Within the museum walls or outside them? Are we at once "in" the art
as soon as we step inside the walls? Is everything art within the assigned limits?
The monumental arrows find functionality in the composition of new, fluid, moving,
immeasurable spaces. And the visitor—himself a delocalised point—is
the only remaining point of convergence of all the designations; he finds himself
compelled, in his displacements, to produce these often impossible spaces according
to the will of the arrows and according to this young artist's desire and his
game. Without any predetermined route, the viewer will be led to reconstruct
the partially provided arrows, following the walls, looking out the windows,
exiting the gallery to follow them in their traversal of the walls.

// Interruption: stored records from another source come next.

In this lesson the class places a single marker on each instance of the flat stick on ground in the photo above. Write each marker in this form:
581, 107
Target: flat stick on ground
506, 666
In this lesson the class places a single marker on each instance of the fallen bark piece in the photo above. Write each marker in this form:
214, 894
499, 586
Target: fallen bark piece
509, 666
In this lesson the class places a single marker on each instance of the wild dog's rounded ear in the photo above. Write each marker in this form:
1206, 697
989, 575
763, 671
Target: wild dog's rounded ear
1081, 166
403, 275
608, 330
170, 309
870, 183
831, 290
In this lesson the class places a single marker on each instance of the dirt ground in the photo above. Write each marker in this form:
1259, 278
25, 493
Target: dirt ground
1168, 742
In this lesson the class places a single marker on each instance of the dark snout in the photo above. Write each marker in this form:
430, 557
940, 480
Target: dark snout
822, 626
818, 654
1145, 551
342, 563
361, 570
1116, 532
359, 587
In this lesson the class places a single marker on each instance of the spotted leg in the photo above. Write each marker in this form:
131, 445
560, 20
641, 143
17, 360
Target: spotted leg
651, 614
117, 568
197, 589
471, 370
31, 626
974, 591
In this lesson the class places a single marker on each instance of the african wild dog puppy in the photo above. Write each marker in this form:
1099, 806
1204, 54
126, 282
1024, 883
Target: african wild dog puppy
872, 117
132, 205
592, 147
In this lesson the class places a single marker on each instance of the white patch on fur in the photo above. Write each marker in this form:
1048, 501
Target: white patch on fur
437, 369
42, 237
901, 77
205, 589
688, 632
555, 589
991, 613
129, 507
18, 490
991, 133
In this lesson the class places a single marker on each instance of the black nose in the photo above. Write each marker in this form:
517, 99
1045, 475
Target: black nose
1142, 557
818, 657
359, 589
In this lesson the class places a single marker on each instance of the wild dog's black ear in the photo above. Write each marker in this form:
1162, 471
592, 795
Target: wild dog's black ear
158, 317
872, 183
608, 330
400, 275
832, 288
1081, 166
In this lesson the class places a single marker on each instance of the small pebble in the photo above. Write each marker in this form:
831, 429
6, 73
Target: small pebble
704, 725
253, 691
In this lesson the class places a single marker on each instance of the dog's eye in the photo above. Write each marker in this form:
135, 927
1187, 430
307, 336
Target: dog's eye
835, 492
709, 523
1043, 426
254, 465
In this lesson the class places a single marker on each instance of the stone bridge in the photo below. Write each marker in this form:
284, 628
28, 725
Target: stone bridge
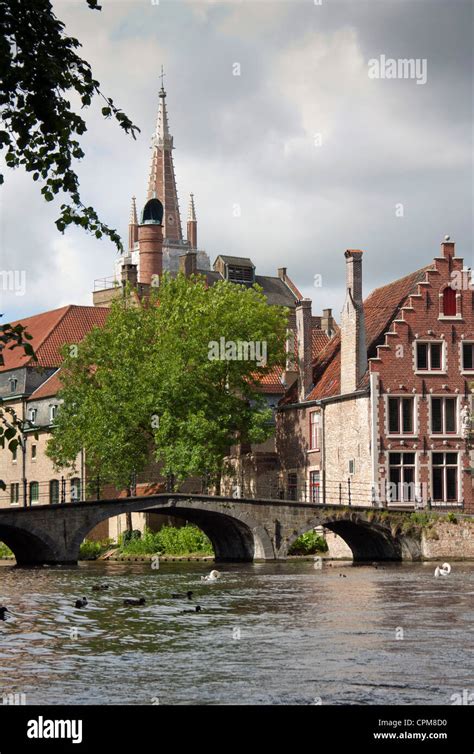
239, 529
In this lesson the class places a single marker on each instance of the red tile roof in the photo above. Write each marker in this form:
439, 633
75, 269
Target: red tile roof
380, 309
50, 387
51, 331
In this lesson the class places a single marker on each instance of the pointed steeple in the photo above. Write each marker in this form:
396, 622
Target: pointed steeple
133, 225
192, 223
162, 181
191, 209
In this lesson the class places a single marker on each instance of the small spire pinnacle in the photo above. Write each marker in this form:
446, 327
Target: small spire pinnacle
133, 212
191, 209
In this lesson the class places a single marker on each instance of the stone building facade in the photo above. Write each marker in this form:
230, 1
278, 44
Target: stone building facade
394, 421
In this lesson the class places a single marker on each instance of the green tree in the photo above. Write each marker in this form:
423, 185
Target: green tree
39, 71
145, 385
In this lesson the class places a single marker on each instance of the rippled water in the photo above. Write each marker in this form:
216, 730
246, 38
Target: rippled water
304, 634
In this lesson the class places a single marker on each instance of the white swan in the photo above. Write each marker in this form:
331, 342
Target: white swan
213, 576
445, 570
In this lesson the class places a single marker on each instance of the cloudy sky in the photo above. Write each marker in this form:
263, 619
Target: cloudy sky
319, 156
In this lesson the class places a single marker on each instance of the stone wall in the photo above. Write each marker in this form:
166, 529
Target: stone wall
347, 438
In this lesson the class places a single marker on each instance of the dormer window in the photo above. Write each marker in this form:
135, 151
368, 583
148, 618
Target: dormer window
240, 274
449, 302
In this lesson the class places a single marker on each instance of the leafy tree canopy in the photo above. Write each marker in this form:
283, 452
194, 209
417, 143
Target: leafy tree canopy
39, 71
144, 383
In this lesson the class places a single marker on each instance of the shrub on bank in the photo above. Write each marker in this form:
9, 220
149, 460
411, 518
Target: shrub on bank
5, 551
169, 540
92, 550
308, 544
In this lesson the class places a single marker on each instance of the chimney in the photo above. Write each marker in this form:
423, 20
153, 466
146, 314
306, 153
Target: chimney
353, 345
303, 334
188, 263
448, 248
150, 243
129, 274
133, 226
327, 322
192, 223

After all, what could an arrow along a wall possibly designate? The wall itself,
the configured space, the service offered, the food served, the satisfied belly
of the consumer? The commercial arrow is quite conceptual already. Art only reveals
it by attaching to it the paradox of pleasure. The artistic arrow appears suddenly
more concrete, now that it has been redirected from its function, as we can follow
the trace, travelling along it, looking with eyes and body for the destination.

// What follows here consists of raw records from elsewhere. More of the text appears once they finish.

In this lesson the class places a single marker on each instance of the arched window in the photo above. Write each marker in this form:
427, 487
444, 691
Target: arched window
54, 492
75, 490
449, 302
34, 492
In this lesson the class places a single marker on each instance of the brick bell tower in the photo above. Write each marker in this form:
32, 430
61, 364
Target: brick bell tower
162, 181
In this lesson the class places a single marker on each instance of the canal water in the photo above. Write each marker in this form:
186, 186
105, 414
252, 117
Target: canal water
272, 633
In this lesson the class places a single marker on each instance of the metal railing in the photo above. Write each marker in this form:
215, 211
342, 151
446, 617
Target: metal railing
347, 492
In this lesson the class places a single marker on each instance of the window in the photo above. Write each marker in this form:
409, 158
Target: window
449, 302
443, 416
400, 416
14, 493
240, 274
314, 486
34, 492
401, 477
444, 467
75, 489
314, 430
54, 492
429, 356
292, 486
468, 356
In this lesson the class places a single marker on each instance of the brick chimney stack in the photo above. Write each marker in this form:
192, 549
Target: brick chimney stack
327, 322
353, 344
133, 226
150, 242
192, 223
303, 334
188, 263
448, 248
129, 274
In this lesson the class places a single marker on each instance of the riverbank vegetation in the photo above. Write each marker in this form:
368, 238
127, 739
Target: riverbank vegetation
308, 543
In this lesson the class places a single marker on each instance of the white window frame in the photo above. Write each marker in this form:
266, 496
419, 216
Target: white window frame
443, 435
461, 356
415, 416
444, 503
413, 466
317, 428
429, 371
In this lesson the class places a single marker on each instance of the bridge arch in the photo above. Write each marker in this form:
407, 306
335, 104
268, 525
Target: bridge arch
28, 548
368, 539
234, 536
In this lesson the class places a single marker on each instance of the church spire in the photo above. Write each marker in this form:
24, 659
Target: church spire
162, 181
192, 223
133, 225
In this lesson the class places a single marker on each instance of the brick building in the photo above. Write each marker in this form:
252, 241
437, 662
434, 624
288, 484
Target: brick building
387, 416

It becomes incarnated in our movements and questioning. One could even argue
that it posits the visitor as subject, not of the gaze, but as subject of displacement
and configuration. And around this subject, the arrows, thus situated, allow
the veritable spreading into the material space of all spaces, even the most
paradoxical, that can be conceived of either geographically or mathematically.
This project follows an earlier project the artist developed around a road sign
featuring a full black square indicting dangerous materials (SKOL, Montreal,
1999). There again, according to a revelatory schism, it was the functional sign
that appeared abstract and conceptual while its artistic counterpart, referencing
the pure and empty forms of abstraction in art, took on suddenly an ironic, concrete,
functional and pathetic incarnation. Today, largely thanks to his double and
paradoxical competence, both pragmatic and conceptual, Michel De Broin becomes
engineer, and suggests another machine for producing concepts. The machine works
on a system of suction and expiration through which a form turns inside out like
a glove. It transforms the inside into outside in one immanent movement, according
to a solid dialectic, and allows us thus to see in the work concepts as essential
to the logic of thought as those of the ensemble, inclusion, exclusion, limits,
inside, outside.
For lack of really knowing whether conceptual work still holds any meaning today,
we can at least console ourselves—about the death of art, the end of history,
or even the destruction of philosophy—by telling ourselves that after all, "it
works". But the beauty of these projects resides perhaps in that their conceptual
complexity fades quickly—leaving only the delight in the mechanism—as
if we, artist and visitor alike, were brought back to the intelligence of childhood,
to an era where thought is deployed in all its entirety in actions, in motivity,
the exploration of the environment or in assembly.